In other words, the Medicare Shared Savings Program encourages hospitals and physicians of different specialties to join together in order to encourage patients to use less health care.

Put more bluntly, the purpose of ACOs is to ration care, and the best way they can achieve that objective is to grow larger and larger until patients have little choice but to submit to their dictates. Indeed, as David Hogberg maintained in his book Medicare’s Victims, “The aim of ObamaCare is to put most, if not all, of the [Medicare] beneficiaries into ACOs.”

That the ACA cuts costs by rationing care at the instigation of the government should hardly be surprising.
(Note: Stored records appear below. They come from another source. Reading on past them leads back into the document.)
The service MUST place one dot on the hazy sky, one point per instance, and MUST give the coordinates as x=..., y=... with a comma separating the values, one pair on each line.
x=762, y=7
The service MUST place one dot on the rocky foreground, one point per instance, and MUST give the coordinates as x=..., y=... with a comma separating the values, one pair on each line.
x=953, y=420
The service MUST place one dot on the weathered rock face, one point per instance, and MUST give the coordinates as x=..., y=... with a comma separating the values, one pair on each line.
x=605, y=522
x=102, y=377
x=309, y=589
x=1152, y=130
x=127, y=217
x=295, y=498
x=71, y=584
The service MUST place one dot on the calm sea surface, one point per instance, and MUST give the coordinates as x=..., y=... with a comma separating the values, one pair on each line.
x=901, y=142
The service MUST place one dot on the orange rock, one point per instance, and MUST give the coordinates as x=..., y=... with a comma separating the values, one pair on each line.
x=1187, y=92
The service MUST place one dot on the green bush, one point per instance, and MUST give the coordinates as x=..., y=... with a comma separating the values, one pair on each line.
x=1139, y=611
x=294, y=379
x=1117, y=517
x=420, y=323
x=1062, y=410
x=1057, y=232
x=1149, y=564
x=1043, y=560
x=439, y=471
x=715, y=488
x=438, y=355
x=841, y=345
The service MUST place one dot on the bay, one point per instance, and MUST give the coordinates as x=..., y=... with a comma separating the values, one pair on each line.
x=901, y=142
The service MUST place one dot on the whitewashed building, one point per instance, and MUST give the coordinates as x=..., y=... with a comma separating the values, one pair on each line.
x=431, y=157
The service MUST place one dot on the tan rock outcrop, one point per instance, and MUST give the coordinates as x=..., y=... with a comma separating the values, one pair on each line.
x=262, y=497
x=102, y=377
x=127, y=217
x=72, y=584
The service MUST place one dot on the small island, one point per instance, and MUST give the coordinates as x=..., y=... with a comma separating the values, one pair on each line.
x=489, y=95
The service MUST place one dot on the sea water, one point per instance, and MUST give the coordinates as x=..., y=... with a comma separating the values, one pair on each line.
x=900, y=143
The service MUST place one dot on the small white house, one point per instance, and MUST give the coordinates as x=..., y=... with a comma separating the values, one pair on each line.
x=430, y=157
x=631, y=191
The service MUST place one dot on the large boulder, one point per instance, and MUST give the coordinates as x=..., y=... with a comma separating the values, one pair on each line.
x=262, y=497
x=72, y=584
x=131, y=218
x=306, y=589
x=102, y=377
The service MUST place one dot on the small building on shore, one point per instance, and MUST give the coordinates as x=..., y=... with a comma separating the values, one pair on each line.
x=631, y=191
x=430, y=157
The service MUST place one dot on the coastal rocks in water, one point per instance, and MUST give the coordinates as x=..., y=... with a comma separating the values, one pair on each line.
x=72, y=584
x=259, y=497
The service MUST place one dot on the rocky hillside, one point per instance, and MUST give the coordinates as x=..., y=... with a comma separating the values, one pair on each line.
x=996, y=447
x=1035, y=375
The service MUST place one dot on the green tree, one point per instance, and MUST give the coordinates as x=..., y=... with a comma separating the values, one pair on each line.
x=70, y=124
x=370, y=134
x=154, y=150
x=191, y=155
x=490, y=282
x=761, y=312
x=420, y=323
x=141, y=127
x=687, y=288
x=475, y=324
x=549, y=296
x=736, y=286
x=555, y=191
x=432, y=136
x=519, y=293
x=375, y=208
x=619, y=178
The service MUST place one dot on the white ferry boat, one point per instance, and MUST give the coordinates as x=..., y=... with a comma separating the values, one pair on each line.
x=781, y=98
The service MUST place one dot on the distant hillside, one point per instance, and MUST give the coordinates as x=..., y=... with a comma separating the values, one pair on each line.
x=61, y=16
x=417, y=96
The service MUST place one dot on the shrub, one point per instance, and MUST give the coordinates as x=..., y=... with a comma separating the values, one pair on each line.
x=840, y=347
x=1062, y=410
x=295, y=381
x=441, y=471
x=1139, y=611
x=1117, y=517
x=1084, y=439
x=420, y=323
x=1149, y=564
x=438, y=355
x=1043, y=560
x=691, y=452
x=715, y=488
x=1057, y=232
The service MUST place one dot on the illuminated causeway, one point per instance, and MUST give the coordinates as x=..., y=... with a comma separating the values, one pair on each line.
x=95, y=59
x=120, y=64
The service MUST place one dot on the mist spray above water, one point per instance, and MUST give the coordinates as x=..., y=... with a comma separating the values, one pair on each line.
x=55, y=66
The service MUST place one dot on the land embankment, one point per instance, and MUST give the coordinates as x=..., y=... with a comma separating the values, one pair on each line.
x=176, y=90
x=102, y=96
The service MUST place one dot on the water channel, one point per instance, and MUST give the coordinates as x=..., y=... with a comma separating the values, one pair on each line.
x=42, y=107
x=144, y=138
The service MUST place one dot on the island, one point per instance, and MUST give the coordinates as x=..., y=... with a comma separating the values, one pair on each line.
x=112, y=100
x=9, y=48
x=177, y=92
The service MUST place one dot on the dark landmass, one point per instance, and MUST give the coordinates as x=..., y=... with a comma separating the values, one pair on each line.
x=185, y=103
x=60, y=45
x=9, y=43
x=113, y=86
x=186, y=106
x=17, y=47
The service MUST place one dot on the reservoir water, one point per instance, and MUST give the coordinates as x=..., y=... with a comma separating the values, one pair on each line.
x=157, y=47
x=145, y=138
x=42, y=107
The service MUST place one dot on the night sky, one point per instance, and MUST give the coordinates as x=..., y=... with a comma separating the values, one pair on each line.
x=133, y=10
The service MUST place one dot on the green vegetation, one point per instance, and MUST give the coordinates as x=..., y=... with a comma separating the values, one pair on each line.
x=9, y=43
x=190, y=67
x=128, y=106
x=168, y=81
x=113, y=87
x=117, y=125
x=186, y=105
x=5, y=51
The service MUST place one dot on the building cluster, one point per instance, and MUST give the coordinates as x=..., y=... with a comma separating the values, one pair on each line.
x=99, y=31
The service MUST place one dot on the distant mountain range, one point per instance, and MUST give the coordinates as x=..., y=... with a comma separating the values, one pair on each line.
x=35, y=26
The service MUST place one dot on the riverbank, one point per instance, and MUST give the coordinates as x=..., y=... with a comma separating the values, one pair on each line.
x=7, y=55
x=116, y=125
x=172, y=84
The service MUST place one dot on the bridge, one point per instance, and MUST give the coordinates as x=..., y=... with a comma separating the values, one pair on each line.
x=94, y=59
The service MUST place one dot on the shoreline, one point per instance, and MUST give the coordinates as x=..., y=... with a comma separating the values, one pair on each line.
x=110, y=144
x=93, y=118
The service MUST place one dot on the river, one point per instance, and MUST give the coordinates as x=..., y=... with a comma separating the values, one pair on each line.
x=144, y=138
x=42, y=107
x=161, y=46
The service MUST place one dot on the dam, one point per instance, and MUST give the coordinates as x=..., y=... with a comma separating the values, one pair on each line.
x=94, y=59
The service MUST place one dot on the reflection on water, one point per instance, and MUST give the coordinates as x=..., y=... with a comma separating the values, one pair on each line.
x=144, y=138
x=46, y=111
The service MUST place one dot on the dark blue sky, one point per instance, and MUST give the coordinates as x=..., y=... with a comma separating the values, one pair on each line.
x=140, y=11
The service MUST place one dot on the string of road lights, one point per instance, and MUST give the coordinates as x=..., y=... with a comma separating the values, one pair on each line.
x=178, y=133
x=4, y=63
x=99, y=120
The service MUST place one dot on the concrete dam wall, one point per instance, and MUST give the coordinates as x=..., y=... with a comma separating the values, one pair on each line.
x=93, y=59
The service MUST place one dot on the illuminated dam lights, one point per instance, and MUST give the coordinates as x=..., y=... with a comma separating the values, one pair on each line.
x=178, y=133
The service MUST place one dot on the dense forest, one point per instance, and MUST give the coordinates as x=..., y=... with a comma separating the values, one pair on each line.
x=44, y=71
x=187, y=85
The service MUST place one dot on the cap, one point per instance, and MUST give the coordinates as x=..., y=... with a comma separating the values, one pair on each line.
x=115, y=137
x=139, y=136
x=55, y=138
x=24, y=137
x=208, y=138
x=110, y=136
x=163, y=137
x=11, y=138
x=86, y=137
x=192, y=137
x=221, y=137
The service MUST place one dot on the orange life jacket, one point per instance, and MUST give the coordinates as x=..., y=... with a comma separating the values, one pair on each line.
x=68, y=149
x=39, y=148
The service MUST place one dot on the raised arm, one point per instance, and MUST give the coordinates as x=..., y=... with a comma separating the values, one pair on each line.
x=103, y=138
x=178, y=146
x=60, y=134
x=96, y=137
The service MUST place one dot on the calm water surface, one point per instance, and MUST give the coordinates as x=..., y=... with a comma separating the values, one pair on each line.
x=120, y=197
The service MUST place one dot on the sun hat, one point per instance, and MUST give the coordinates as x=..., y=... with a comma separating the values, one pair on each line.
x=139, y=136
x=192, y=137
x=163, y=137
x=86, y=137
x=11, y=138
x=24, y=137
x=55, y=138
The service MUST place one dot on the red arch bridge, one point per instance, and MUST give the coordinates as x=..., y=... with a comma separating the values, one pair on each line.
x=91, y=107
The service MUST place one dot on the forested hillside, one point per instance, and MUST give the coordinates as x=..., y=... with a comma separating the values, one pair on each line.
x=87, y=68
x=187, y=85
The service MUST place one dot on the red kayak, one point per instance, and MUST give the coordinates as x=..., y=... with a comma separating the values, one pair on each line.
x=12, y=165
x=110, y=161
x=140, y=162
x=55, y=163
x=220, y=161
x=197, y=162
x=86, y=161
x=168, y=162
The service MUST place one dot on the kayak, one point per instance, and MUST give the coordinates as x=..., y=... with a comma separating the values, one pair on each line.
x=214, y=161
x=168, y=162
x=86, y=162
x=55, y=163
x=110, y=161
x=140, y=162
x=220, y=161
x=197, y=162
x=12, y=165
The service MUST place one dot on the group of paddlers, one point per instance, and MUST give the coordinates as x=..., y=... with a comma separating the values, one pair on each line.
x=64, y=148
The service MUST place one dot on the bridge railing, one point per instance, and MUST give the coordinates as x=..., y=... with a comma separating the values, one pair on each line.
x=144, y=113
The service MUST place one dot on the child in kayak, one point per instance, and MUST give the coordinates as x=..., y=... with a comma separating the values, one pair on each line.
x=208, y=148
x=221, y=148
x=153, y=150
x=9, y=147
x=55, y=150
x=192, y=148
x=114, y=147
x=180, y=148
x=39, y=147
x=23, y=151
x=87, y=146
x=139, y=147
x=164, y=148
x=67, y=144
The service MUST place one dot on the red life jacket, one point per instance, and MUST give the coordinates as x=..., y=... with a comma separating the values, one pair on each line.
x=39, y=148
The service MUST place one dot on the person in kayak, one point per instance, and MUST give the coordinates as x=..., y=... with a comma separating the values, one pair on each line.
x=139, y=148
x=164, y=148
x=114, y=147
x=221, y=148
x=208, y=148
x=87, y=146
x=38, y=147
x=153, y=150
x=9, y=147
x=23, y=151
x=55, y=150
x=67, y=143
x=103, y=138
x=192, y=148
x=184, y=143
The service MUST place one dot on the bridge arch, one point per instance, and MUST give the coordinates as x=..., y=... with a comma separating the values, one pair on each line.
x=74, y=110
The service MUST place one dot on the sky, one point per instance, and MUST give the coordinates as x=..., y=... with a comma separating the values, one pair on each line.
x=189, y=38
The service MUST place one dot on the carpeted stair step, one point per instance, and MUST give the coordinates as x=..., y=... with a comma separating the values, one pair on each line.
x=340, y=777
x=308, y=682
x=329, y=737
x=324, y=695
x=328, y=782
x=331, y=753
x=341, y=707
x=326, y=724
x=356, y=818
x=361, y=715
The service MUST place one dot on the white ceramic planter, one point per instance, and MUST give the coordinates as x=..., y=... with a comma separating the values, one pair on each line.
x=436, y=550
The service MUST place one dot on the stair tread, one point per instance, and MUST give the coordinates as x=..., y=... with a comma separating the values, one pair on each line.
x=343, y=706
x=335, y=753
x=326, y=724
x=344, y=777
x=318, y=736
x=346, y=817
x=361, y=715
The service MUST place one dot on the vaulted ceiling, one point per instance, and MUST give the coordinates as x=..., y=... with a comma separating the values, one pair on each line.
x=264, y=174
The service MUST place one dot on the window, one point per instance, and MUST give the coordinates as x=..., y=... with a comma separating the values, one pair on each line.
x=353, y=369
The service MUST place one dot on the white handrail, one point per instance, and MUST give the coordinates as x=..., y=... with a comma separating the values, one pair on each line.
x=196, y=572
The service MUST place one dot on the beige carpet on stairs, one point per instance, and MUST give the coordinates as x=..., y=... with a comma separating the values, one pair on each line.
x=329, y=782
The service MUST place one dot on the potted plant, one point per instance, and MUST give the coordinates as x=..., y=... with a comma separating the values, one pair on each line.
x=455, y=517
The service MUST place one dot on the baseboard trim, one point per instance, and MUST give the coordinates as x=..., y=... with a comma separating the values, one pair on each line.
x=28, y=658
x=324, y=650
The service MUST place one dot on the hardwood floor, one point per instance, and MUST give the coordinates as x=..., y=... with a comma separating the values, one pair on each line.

Obama, after all, recently told the National Governors Association that the main reason for the massive national debt is too much healthcare spending, much of which can be laid at the feet of “private-sector involvement” and “profit,” plus the fact that “people always want the best stuff, but that costs money.” Given that mindset, the only possible way to solve the problem of runaway federal debt in 2010 was to take as much power away from the private sector as possible and force people to stop using so much healthcare.

Still, the similarities between Obama’s anti-private-sector rhetoric and ObamaCare’s reality are striking. Observed Book: “It is highly ironic that a law proposed, in part, because of the allegation health insurance companies were increasing their profits by denying care to patients — is now the means by which the federal government pays physicians to, in effect, deny care to patients.”